Iranians Observe Day of Nasir al-Din Tusi

TEHRAN  (MNA) – February 23rd is the National Commemoration Day of the outstanding Iranian philosopher, scientist, and mathematician Nasir al-Din Tusi.
Tusi was born in Tus in 1201 and died in Baghdad in 1274. Very little is known about his childhood and early education, apart from what he writes in his autobiography, Contemplation and Action (Sayr wa suluk).
As a young boy, Nasir al-Din was encouraged by his father to study all "the branches of knowledge and to listen to the opinions of the followers of various sects and doctrines”; as such, Tusi travelled widely to study with teachers of his choice.
Tusi studied mathematics with Kamal al-Diin Hasib about whom we have no authentic knowledge. In Nishabur he met Farid al-Din ‘Attar, the legendary Sufi master who was later killed in the hand of Mongol invaders and attended the lectures of Qutb al-Din Misri and Farid al-Din Damad. In Mawsil he studied mathematics and astronomy with Kamal al-Din Yunus (d. 1242).

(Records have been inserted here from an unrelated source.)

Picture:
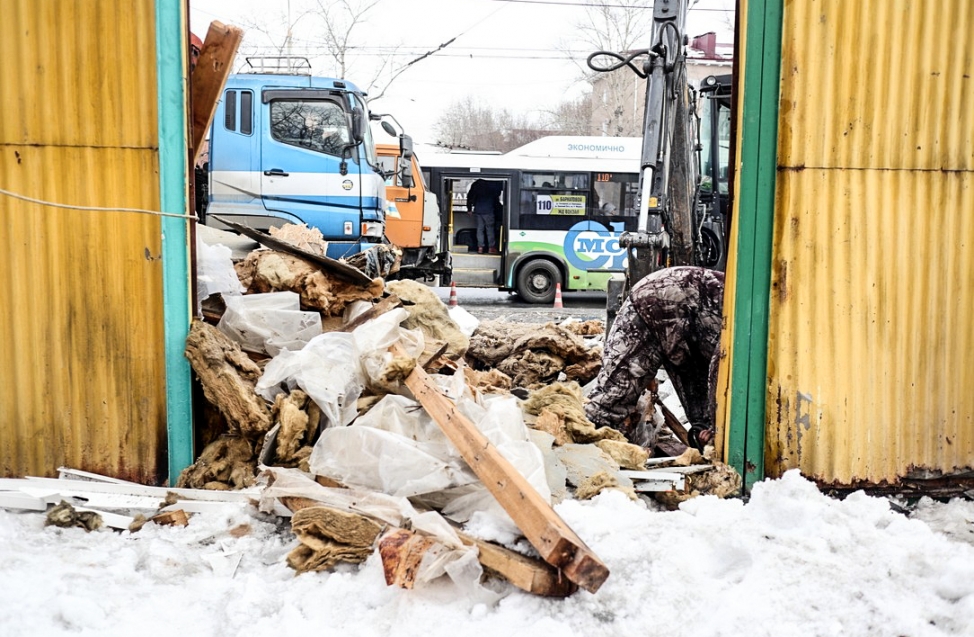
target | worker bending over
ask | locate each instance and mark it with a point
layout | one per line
(672, 318)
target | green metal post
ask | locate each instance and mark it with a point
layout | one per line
(173, 180)
(759, 146)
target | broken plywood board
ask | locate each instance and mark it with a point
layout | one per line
(554, 540)
(209, 77)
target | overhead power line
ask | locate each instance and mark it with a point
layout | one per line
(563, 3)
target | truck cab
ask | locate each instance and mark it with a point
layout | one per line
(287, 147)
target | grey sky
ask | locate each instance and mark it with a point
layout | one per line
(506, 53)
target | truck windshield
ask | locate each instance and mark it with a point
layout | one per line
(320, 126)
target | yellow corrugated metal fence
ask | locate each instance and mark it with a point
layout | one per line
(871, 346)
(82, 364)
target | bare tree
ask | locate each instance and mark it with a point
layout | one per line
(471, 124)
(613, 25)
(338, 29)
(617, 97)
(571, 117)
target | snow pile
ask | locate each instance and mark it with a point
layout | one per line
(790, 561)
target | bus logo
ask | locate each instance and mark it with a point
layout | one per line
(589, 245)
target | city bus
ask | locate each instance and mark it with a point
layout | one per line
(565, 201)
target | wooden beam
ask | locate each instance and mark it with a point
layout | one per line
(528, 574)
(210, 76)
(554, 540)
(385, 305)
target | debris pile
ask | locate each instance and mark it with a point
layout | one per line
(390, 429)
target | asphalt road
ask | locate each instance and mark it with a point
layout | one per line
(489, 304)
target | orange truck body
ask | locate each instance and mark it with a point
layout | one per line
(416, 229)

At the age of twenty-two or a while later, Tusi joined the court of Nasir al-Din Muhtashim, the Ismaili governor of Quhistan, Northeast Iran, where he was accepted into the Ismaili community as a novice.

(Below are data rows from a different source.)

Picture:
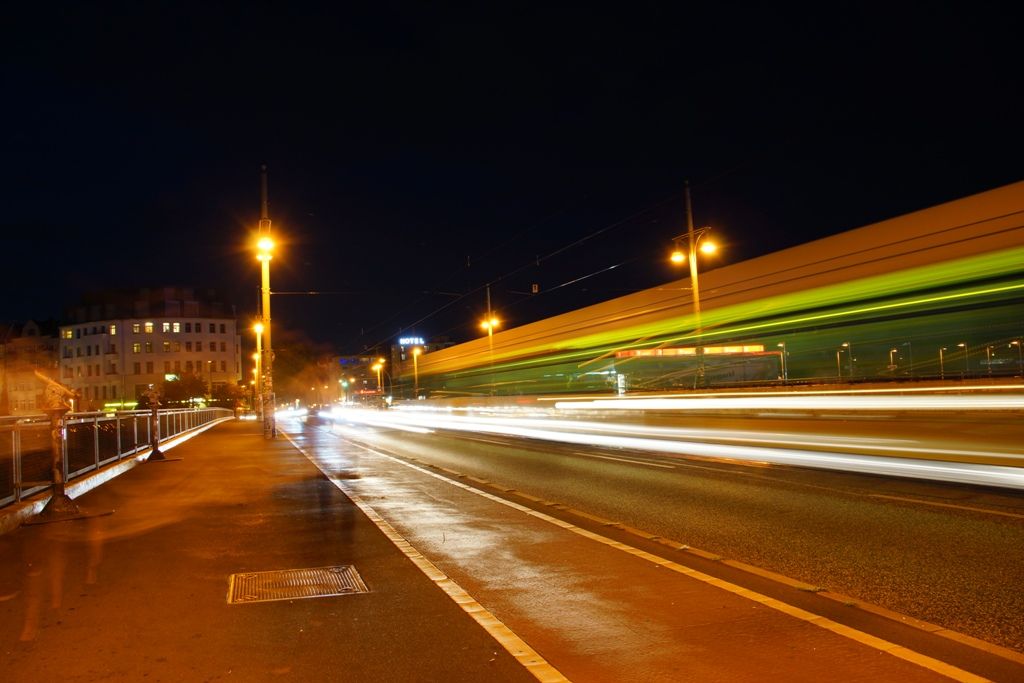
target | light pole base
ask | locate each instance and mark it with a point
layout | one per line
(157, 456)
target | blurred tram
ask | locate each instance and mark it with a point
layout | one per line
(935, 294)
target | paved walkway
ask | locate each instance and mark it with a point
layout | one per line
(142, 593)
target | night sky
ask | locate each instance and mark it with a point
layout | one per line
(419, 152)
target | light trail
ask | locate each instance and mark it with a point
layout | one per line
(900, 458)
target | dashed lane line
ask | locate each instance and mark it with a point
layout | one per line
(515, 645)
(894, 649)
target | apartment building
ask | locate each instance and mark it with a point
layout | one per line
(111, 357)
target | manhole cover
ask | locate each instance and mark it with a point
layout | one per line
(294, 584)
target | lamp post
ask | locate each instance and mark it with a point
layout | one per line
(417, 350)
(258, 357)
(693, 238)
(265, 246)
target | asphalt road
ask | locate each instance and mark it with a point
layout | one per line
(948, 554)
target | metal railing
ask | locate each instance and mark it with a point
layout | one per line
(91, 440)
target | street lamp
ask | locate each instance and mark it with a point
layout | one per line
(489, 324)
(678, 257)
(258, 357)
(417, 350)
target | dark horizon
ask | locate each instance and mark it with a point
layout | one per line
(418, 155)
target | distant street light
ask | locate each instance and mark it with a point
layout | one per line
(783, 353)
(264, 246)
(258, 357)
(693, 238)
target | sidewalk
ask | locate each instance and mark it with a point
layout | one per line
(140, 594)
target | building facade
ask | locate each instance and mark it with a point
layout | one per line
(27, 348)
(110, 358)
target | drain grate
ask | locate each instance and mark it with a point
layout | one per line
(294, 584)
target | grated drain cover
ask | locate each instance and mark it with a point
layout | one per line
(294, 584)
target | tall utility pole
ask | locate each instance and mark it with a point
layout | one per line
(265, 246)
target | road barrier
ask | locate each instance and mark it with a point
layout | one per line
(91, 440)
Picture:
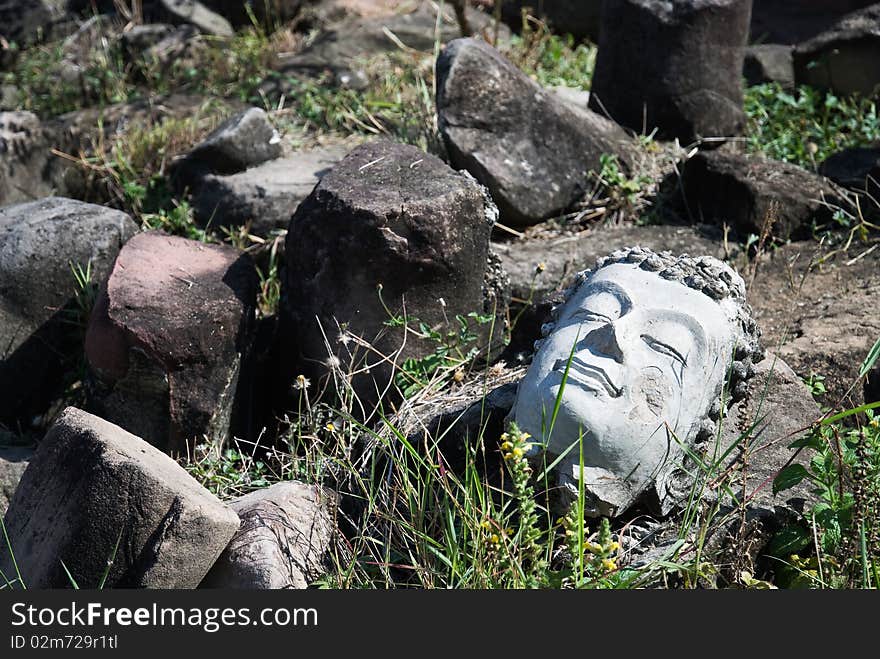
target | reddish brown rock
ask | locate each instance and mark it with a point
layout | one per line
(167, 339)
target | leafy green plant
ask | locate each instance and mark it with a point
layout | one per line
(841, 532)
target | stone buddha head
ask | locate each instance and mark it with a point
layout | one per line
(636, 365)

A sign of close personal relationship with Muhtashim’s family is to be seen in the dedication of a number of his scholarly works such as Akhlaq-i Nasiri and Akhlaq-i Muhtashimi to Nasir al-Din himself and Risala-yi Mu‘iniyya to his son Mu‘in al-Din.
Around 1236, he was in Alamut, the centre of Nizari Ismaili government. In Alamut, apart from teaching, editing, dictating and compiling scholarly works, Tusi climbed the ranks of the Ismaili da‘wat ascending to the position of chief missionary.
Through constant visits with scholars and tireless correspondence, Tusi kept his contact with the academic world outside Ismaili circles and was addressed as ‘the scholar’ from a very early period in his life.
The Mongol invasion and the turmoil it caused in the eastern Islamic territories hardly left the life of any of its citizens untouched. With the fall of Alamut in 1256 CE, Tusi became an advisor to the Mongol ruler Hulegu and was later made a wazir and placed in charge of waqf (religious endowments).
Among the major events of Tusi’s sojourn with the Mongols was the building of an observatory in Azerbaijan at Maragha under his direction, where the most renowned scientists of the time, including astronomers from China, participated in research and scientific observations. In 1274 CE, Tusi left Maragha with a group of his students for Baghdad, where he died in the same year.
The 5th day of Esfand, the twelfth month on the Iranian calendar, which fell on February 23 this year, has been designated as Engineer’s Day in Iran to commemorate Nasir al-Din Tusi, the most celebrated scholar of the 13th century.